FJFindTheJob.today
Where the evidence comes from

Sources and Data Standards

FindTheJob.today combines third-party vacancy feeds, original source pages, first-party processing records, official information, and selected public research. Each source type has a different role and limitation.

Last reviewed July 11, 2026

Job listing sources

Vacancies may arrive from configured job APIs and aggregators such as Careerjet or Remotive. A feed is a discovery and synchronization mechanism, not proof that every field is complete. The original destination remains the authority for application instructions, final compensation, eligibility, and availability.

Each imported record receives an external identifier, normalized fingerprint, source URL, first-seen and last-seen timestamps, and expiry date. Listings must pass the quality rules described in the methodology before entering the public sitemap.

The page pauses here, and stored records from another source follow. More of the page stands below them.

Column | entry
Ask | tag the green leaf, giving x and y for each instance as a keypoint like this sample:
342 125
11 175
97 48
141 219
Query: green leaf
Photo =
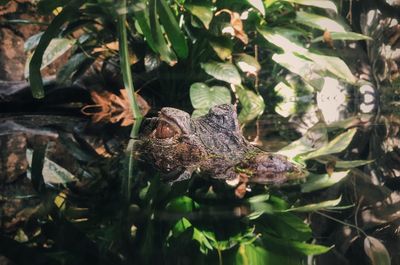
181 204
223 71
71 67
171 27
36 83
344 36
222 46
376 251
181 226
161 45
205 97
318 22
334 65
52 172
32 42
200 237
141 13
56 48
252 104
201 11
247 63
287 106
335 146
344 164
259 5
315 206
325 4
306 143
250 254
278 38
288 246
317 182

Editorial source hierarchy

  • Primary employer pages, official government or regulator publications, legislation, and public datasets.
  • Original reporting, academic research, and recognized professional bodies with relevant evidence.
  • First-party analysis of the active FindTheJob.today job index, with the sample and date described.
  • Aggregators, newsletters, social posts, and search results as discovery leads that should be traced to stronger evidence.

Citation rules

A citation should support the specific claim beside it and link as directly as possible to the underlying source. We do not cite AI-generated text as evidence. When an external page changes or disappears, we may replace the citation, qualify the claim, or remove it.

Salary and market signals

Salary figures can reflect posted ranges, currency, pay period, seniority, location, or incomplete source data. Market signals summarize the current indexed sample; they are directional observations, not a census of all jobs or a promise of compensation. Pages should state the date, geography, and comparison basis needed to interpret the number.

Freshness and limitations

Feeds and source pages can lag, change, or conflict. A job may close before its scheduled expiry. Employer names and locations may be normalized imperfectly. We refresh records throughout the day, remove expired pages from the sitemap, and provide a correction path for problems that automation misses.

AI and derived text

AI can assist classification, summarization, and draft organization only from supplied records and sources. Derived text must not introduce unsupported employers, qualifications, salary claims, or citations. Source coverage and duplicate risk are part of the publishing decision.